These will include giving head teachers new powers over the curriculum, hiring teachers and closing the attainment gap, as well as the establishment of ‘regional improvement collaboratives’ which will see councils share resources to support schools.

In a ministerial statement, Swinney ruled out Academy-style full autonomy for schools, as is seen in England.


Instead, councils will still act as employers and retain control of the number and location of schools, provide support services, and hire headteachers, while quango Education Scotland will have a “strengthened” inspection regime, he said.

But because the SNP does not command a majority in parliament, Swinney said the plans will need the support of opposition parties and stakeholders ahead of legislation in 2018.

There will also be further consultation on how the devolved funding is distributed fairly, he said.

“It is clear that the reforms that I have set out today cannot be delivered by Government alone. They will require partnership working, shared effort and real focus on delivering change in every part of the system,” he said.

He added: “At the heart of all our reforms is a simple plan. We will free our teachers to teach; we will put new powers in the hands of our headteachers; we will ensure that parents, families and communities play a bigger role in school life and in their children’s learning; and we will all—Government, councils and agencies—support our schools to do what they do best: transform the life chances of our children.”

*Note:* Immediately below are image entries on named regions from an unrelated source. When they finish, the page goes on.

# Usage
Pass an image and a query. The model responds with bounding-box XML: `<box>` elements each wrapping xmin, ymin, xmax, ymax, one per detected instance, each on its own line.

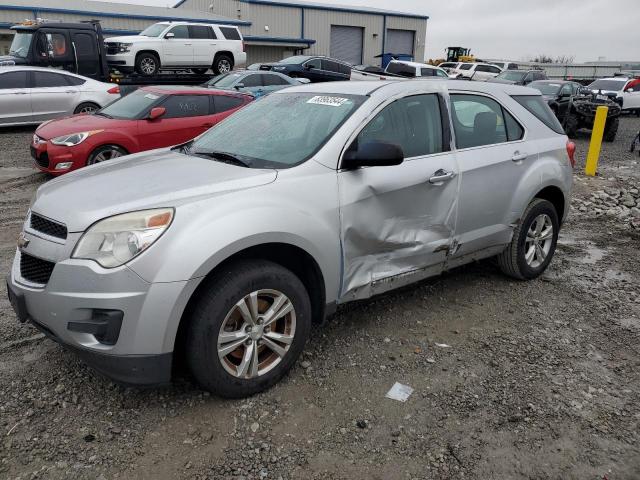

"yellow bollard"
<box><xmin>584</xmin><ymin>107</ymin><xmax>609</xmax><ymax>177</ymax></box>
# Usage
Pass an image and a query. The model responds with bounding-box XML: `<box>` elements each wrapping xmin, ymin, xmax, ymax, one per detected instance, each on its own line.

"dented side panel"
<box><xmin>338</xmin><ymin>152</ymin><xmax>458</xmax><ymax>301</ymax></box>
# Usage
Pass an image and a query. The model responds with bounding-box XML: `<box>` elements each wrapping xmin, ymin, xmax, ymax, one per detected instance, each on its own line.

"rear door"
<box><xmin>450</xmin><ymin>93</ymin><xmax>537</xmax><ymax>257</ymax></box>
<box><xmin>338</xmin><ymin>93</ymin><xmax>458</xmax><ymax>299</ymax></box>
<box><xmin>162</xmin><ymin>25</ymin><xmax>194</xmax><ymax>67</ymax></box>
<box><xmin>0</xmin><ymin>70</ymin><xmax>33</xmax><ymax>125</ymax></box>
<box><xmin>138</xmin><ymin>95</ymin><xmax>212</xmax><ymax>150</ymax></box>
<box><xmin>31</xmin><ymin>71</ymin><xmax>79</xmax><ymax>122</ymax></box>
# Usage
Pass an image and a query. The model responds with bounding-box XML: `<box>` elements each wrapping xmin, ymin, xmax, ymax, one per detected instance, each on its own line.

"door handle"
<box><xmin>429</xmin><ymin>169</ymin><xmax>456</xmax><ymax>185</ymax></box>
<box><xmin>511</xmin><ymin>150</ymin><xmax>529</xmax><ymax>162</ymax></box>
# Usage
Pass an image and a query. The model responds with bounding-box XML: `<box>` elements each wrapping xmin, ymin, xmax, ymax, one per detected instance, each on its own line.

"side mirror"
<box><xmin>147</xmin><ymin>107</ymin><xmax>167</xmax><ymax>120</ymax></box>
<box><xmin>342</xmin><ymin>141</ymin><xmax>404</xmax><ymax>169</ymax></box>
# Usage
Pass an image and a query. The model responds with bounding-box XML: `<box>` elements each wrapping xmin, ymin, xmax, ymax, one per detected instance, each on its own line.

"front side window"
<box><xmin>451</xmin><ymin>94</ymin><xmax>524</xmax><ymax>148</ymax></box>
<box><xmin>190</xmin><ymin>90</ymin><xmax>367</xmax><ymax>168</ymax></box>
<box><xmin>0</xmin><ymin>72</ymin><xmax>27</xmax><ymax>90</ymax></box>
<box><xmin>97</xmin><ymin>89</ymin><xmax>166</xmax><ymax>120</ymax></box>
<box><xmin>349</xmin><ymin>94</ymin><xmax>444</xmax><ymax>158</ymax></box>
<box><xmin>169</xmin><ymin>25</ymin><xmax>189</xmax><ymax>38</ymax></box>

Teaching union the EIS cautiously welcomed the proposals. General Secretary Larry Flanagan said they would be a “major piece of work” with wide implications.

“Whilst the precise composition of collaborative regional structures requires further clarification, we welcome the Deputy First Minister’s emphasis that these are intended to form a support structure to allow for the sharing of skills and knowledge rather than an additional bureaucratic layer in between local authorities and the Scottish Government,” he said.

The union “remains to be convinced” about the need for changes to standards body the General Teaching Council, but welcomed the fact local authorities will remain the employer of all teachers.

Flanagan said: “While it is early in the process, this Review provides an opportunity for a more constructive and consensual approach to education to be re-established which would be a positive step for schools, teachers and pupils.”

The Scottish Parent Teacher Council welcomed a commitment for schools to engage with parents in their improvement work.

However, councils umbrella body COSLA reacted furiously, accusing Swinney of removing democratic accountability from the school system.

A spokesman said: “There can be no getting away from the fact that the Scottish Government is trying to give the impression that Scotland’s councils still have a role to play in the delivery of education when the reality is that they do not; the simple truth is that there will be no meaningful local democratic accountability for education in Scotland.

“This is concerning in every way but particularly that today we have seen the Scottish Government fundamentally ignoring the whole system approach.  This will be of most detriment to the most vulnerable.”